Sugar cubes. Dortmunder looked at the old coot with new respect. Here was a man who traveled with an emergency supply of sugar cubes.
"OK," the old coot said, shoving Daffy out of his way as though the animal were a big sofa on casters, "Let's get Dire Straits and get out of here."
"Exactly," Dortmunder said, but then found himself kind of pinned against the wall. "Listen, uh, Hiram," he said. "Could you move Daffy a little?"
"Oh, sure."
Hiram did, and Dortmunder gratefully left that stall, hurried along by Daffy's nose in the small of his back. Kelp shut the stall door and Hiram went over to select a bridle from among those hanging on pegs. Coming back to Dire Straits' stall, he said softly, "Come here, guy, I got something nice for you."
Dire Straits wasn't so sure about that. Being a star, he was harder to get than Daffy. From well back in the stall, he gave Hiram down his long nose a do-I-know-you? look.
"Come here, honey," Hiram urged, soft and confidential, displaying not one but two sugar cubes on his outstretched palm. "Got something for you."
Next door, Daffy stuck his head out to watch all this with some concern, having thought he had an exclusive on sugar-cube distribution. Whicker? he asked.
That did it. Hearing his neighbor, Dire Straits finally realized there was such a thing as playing too hard to get. With a toss of the head, moving with a picky-toed dignity that Dortmunder might have thought sexually suspicious if he hadn't known Dire Straits' rep, the big black beast came forward, lowered his head, wuggled and muggled over Hiram's palm and the cubes were gone. Meanwhile, with his other hand, Hiram was patting the horse's nose, murmuring, rubbing behind his ear and gradually getting into just the right position.

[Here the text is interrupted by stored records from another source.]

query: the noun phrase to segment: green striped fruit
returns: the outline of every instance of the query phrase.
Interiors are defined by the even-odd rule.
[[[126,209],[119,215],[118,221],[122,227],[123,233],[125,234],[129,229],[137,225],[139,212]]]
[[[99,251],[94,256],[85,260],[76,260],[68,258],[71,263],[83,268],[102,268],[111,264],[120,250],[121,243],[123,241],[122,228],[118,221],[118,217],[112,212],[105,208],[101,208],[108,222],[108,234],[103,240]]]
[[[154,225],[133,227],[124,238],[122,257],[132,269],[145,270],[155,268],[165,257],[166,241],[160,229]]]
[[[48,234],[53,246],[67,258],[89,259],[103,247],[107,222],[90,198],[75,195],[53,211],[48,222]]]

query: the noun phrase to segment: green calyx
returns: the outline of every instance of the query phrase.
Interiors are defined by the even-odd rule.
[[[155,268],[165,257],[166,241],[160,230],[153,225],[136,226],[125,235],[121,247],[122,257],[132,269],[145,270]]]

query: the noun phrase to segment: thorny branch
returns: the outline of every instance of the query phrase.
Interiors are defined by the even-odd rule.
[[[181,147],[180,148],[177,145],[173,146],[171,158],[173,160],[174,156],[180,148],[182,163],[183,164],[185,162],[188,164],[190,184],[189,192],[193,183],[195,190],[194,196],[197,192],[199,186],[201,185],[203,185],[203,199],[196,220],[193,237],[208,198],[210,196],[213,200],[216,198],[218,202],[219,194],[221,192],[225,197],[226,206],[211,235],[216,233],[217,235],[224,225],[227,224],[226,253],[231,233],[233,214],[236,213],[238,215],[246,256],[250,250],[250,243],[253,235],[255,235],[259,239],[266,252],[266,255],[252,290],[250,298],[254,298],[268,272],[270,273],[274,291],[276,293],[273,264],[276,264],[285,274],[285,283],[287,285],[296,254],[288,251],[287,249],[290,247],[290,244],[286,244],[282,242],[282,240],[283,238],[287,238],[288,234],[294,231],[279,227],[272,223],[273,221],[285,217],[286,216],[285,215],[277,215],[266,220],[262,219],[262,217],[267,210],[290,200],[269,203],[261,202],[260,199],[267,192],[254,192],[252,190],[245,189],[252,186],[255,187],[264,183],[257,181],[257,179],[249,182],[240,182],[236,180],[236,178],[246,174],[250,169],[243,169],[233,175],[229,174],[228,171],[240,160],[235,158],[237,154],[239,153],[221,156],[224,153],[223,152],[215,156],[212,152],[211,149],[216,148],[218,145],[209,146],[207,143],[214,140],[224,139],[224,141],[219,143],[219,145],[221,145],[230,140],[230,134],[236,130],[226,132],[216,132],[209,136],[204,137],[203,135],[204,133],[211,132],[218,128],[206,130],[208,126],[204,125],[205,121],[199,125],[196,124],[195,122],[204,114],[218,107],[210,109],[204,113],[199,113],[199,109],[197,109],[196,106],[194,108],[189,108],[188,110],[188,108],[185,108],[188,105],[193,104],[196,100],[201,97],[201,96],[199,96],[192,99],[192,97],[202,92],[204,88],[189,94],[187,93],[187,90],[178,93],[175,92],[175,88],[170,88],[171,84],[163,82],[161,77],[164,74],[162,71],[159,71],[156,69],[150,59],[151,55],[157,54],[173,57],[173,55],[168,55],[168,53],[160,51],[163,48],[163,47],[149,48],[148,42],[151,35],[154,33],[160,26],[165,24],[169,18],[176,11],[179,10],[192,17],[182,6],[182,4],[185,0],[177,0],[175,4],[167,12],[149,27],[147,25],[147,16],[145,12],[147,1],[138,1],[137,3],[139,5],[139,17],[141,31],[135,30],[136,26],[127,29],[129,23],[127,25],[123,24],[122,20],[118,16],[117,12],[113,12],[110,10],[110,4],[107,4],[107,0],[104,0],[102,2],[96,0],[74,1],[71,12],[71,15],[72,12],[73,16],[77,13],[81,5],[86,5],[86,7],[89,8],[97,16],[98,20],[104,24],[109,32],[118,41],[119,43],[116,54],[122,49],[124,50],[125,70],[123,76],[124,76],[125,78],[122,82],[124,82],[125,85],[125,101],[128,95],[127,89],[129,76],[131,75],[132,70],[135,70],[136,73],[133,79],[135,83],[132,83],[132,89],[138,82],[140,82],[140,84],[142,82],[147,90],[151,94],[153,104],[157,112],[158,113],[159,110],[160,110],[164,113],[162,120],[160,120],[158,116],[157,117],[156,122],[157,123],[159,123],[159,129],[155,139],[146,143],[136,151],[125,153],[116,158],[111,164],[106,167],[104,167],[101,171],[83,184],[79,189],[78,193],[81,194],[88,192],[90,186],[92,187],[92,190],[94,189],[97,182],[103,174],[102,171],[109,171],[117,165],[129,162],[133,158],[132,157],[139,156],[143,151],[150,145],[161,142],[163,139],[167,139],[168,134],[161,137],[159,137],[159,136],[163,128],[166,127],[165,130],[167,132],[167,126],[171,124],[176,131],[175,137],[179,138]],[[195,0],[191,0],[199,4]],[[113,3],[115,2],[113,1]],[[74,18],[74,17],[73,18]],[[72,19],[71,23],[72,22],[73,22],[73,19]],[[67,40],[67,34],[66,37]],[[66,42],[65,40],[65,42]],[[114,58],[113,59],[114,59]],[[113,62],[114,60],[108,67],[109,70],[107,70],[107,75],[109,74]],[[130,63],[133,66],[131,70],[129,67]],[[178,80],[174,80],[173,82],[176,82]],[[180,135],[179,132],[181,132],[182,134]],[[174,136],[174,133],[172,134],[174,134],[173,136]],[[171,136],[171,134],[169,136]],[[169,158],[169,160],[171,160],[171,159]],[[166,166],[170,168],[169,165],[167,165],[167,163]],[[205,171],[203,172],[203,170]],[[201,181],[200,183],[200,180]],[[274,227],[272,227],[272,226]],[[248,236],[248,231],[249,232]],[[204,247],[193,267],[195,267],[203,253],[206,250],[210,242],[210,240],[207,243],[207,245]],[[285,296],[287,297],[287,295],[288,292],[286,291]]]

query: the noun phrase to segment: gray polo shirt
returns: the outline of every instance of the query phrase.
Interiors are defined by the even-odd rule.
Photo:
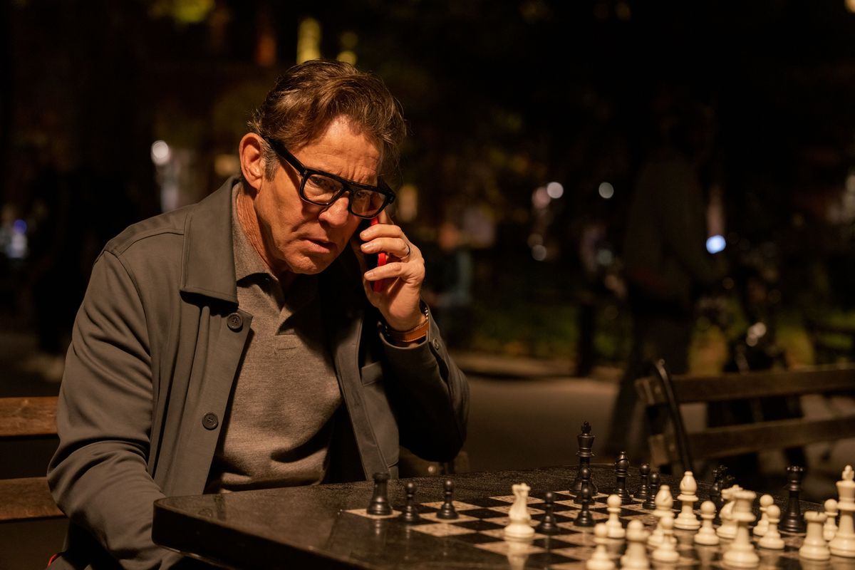
[[[206,492],[320,483],[341,404],[317,279],[298,275],[282,290],[241,229],[239,188],[232,192],[238,303],[252,323]]]

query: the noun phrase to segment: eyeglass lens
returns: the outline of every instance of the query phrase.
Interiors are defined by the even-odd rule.
[[[321,174],[311,174],[306,179],[303,191],[311,202],[328,205],[339,195],[344,185]],[[380,192],[349,186],[350,209],[357,215],[372,216],[383,208],[386,197]]]

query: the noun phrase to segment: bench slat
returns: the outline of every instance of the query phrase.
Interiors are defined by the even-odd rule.
[[[741,398],[833,391],[855,392],[855,367],[828,366],[809,370],[775,370],[725,373],[721,376],[675,376],[671,379],[680,403],[724,402]],[[656,377],[636,380],[639,397],[647,406],[666,403],[662,381]]]
[[[50,496],[46,477],[0,479],[0,521],[63,516]]]
[[[827,420],[797,418],[711,427],[687,436],[693,457],[715,458],[834,441],[841,434],[855,434],[855,414]],[[657,433],[650,437],[649,444],[654,464],[681,461],[673,438]]]
[[[56,434],[56,396],[0,398],[0,440]]]

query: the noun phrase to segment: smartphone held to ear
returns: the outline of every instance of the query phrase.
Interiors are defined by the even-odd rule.
[[[371,218],[370,225],[374,226],[379,224],[380,220],[376,217]],[[386,256],[385,251],[380,251],[378,254],[366,254],[365,262],[368,265],[369,269],[374,269],[374,267],[380,267],[386,265]],[[383,288],[383,279],[374,281],[371,284],[372,289],[375,291],[379,291]]]

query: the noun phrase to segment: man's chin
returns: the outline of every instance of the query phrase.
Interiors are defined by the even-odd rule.
[[[337,256],[300,256],[288,266],[291,272],[300,275],[315,275],[320,273],[335,261]]]

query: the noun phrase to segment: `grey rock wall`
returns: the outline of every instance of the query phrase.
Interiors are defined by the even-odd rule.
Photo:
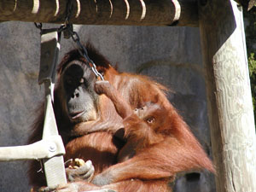
[[[75,30],[120,71],[149,75],[170,88],[168,98],[211,153],[198,28],[76,26]],[[32,23],[0,23],[0,147],[26,144],[44,95],[38,85],[39,42]],[[71,39],[62,39],[60,57],[74,47]],[[26,172],[24,162],[0,162],[0,191],[28,191]],[[213,192],[214,178],[207,172],[189,174],[174,188]]]

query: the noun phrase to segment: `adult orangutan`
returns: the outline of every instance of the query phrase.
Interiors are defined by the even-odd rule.
[[[75,171],[80,178],[60,186],[57,191],[101,189],[119,192],[170,191],[167,182],[177,172],[202,168],[213,172],[201,145],[166,99],[164,86],[145,76],[119,73],[91,46],[88,45],[87,49],[97,70],[119,90],[131,109],[141,108],[145,103],[156,103],[160,109],[166,111],[164,116],[157,118],[166,122],[151,131],[156,134],[154,137],[159,137],[159,141],[147,143],[149,147],[145,150],[143,147],[136,146],[142,149],[134,153],[132,150],[136,148],[127,148],[129,138],[127,142],[123,140],[117,131],[124,127],[125,121],[122,117],[125,114],[122,113],[125,112],[118,110],[118,113],[116,106],[108,96],[96,94],[94,86],[97,79],[94,73],[77,49],[70,51],[58,67],[54,110],[66,148],[65,160],[90,160],[95,172],[93,176],[93,167],[87,162]],[[129,125],[131,124],[132,121],[129,121]],[[40,140],[43,125],[42,106],[30,143]],[[143,138],[143,135],[140,137]],[[131,148],[131,153],[129,148]],[[46,184],[44,173],[37,172],[40,168],[38,162],[32,162],[29,177],[35,189]],[[70,173],[68,168],[67,172]]]

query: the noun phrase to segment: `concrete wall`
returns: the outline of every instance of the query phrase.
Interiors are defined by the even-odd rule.
[[[50,25],[44,25],[49,27]],[[173,91],[168,98],[179,110],[208,154],[211,151],[198,28],[77,26],[120,71],[153,77]],[[39,31],[32,23],[0,23],[0,146],[23,145],[43,98],[38,85]],[[75,45],[61,40],[61,55]],[[28,191],[25,162],[0,163],[0,191]],[[207,172],[177,179],[177,192],[213,192]]]

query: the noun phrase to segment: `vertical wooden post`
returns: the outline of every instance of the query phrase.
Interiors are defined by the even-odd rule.
[[[256,191],[256,136],[241,9],[199,0],[218,192]]]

It was slickly done, Dortmunder had to admit that. The first thing Dire Straits knew, the bit was in his mouth, the bridle straps were around his head and Hiram was wrapping a length of rein around his own hand. "Good boy," Hiram said, gave the animal one more pat and backed away, opening the stall.
After all that prima-donna stuff, Dire Straits was suddenly no trouble at all. Maybe he thought he was on his way to the hop. As Daffy and a couple of other horses neighed goodbye, Hiram led Dire Straits out of the barn. Dortmunder and Kelp stuck close, Hiram now seeming less like an old coot and more like somebody who knew what he was doing, and they headed at an easy pace across the fields.
The fences along the way were composed of two rails, one at waist height and the other down by your knee, with their ends stuck into holes in vertical posts and nailed. On the way in, Dortmunder and Kelp had removed rails from three fences, because Hiram had assured them that Dire Straits would neither climb them nor leap over. "I thought horses jumped," Dortmunder said.